From root directory of the project, run following:
NOTE: hyperparameters are set arbitrarily.
gcloud ai-platform local train \
--module-name trainer.task \
--package-path trainer/ \
--job-dir $MODEL_DIR \
-- \
--train-data $TRAIN_DATA \
--eval-data $EVAL_DATA \
--transform-dir $TRANSFORM_DIR \
--schema-file $SCHEMA \
--train-steps $TRAIN_STEPS \
--eval-steps $TRAIN_BATCH_SIZE \
--eval-batch-size $EVAL_STEPS \
--train-batch-size $EVAL_BATCH_SIZE \
--num-epochs $NUM_EPOCHS \
--save-checkpoints-steps $SAVE_CHECKPOINTS_STEP \
--keep-checkpoint-max $KEEP_CHECKPOINT_MAX \
--first-layer-size $FIRST_LAYER_SIZE \
--num-layers $NUM_LAYERS \
--dnn-optimizer $DNN_OPTIMIZER \
--linear-optimizer $LINEAR_OPTIMIZER
gcloud ml-engine jobs submit training $JOB_NAME \
--stream-logs \
--job-dir $OUTPUT_PATH \
--module-name trainer.task \
--package-path trainer/ \
--region $REGION \
--scale-tier STANDARD_1 \
-- \
--train-data $TRAIN_DATA \
--eval-data $EVAL_DATA \
--transform-dir $TRANSFORM_DIR \
--schema-file $SCHEMA \
--train-steps $TRAIN_STEPS \
--eval-steps $TRAIN_BATCH_SIZE \
--eval-batch-size $EVAL_STEPS \
--train-batch-size $EVAL_BATCH_SIZE \
--num-epochs $NUM_EPOCHS \
--save-checkpoints-steps $SAVE_CHECKPOINTS_STEP \
--keep-checkpoint-max $KEEP_CHECKPOINT_MAX \
--first-layer-size $FIRST_LAYER_SIZE \
--num-layers $NUM_LAYERS \
--dnn-optimizer $DNN_OPTIMIZER \
--linear-optimizer $LINEAR_OPTIMIZER
Refer to this page for more details on training model on Google AI platform.

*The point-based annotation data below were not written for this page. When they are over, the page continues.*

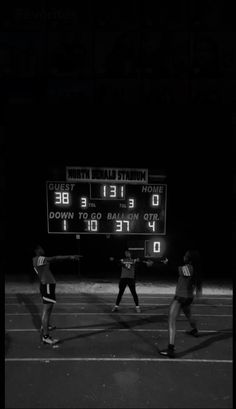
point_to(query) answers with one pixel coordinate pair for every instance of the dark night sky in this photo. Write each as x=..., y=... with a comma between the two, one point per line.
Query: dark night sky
x=192, y=149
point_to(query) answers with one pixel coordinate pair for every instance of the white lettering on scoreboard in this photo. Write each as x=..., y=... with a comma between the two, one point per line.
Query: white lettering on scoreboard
x=106, y=208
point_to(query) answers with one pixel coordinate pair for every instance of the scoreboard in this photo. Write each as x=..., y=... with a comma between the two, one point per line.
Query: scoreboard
x=106, y=208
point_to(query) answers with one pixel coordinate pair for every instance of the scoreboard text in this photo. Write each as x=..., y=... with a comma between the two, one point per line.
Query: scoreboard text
x=106, y=208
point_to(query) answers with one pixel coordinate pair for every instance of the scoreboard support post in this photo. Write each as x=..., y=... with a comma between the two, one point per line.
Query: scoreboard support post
x=78, y=248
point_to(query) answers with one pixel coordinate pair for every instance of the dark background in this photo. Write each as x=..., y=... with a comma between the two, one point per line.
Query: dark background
x=119, y=84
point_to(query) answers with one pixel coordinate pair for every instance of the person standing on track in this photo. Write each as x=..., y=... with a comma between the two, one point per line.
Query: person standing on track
x=41, y=265
x=128, y=278
x=189, y=282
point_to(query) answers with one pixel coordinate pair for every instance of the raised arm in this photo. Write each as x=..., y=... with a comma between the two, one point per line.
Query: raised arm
x=61, y=258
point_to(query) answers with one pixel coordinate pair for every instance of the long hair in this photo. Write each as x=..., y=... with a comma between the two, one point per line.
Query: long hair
x=194, y=258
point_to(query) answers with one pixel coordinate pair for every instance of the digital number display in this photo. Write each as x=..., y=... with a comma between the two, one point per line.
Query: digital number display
x=103, y=208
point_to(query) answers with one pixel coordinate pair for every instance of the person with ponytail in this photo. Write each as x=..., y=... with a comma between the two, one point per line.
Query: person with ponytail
x=189, y=284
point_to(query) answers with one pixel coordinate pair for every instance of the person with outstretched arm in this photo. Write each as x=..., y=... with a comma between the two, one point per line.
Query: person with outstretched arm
x=41, y=265
x=128, y=278
x=189, y=283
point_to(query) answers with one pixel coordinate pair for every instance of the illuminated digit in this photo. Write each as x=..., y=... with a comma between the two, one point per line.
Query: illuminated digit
x=120, y=223
x=152, y=225
x=104, y=190
x=156, y=247
x=57, y=197
x=131, y=203
x=62, y=198
x=65, y=197
x=127, y=224
x=92, y=225
x=84, y=202
x=155, y=200
x=112, y=191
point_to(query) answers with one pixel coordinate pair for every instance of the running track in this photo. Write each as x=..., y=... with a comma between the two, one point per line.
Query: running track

Model can be deployed manually using Cloud SDK or as a part of Driblet setup.
In order to deploy saved model on AI Platform, first you need to create a model instance on the Cloud and then deploy. For further details, check this help page.
First, setup environment variables:
MODEL_NAME=<model_name>
REGION=<asia-northeast1> # Or another region
MODEL_VERSION=<model_version>
MODEL_DIR=<path_to_saved_model>
DESCRIPTION:
MODEL_NAME
: Name of the model.REGION
: Cloud region, refer to available regions.MODEL_VERSION
: Version of your model.MODEL_DIR
: Path to saved model (local directory or Cloud Storage path).
Create a model:
gcloud ml-engine models create ${MODEL_NAME} \
--regions $REGION
Deploy model:
# Deploy model with version specified above
gcloud ml-engine versions create ${MODEL_VERSION} \
--model ${MODEL_NAME} \
--origin ${MODEL_DIR}
For automatic deployment as a part of Cloud environment setup, refer to Cloud environment setup.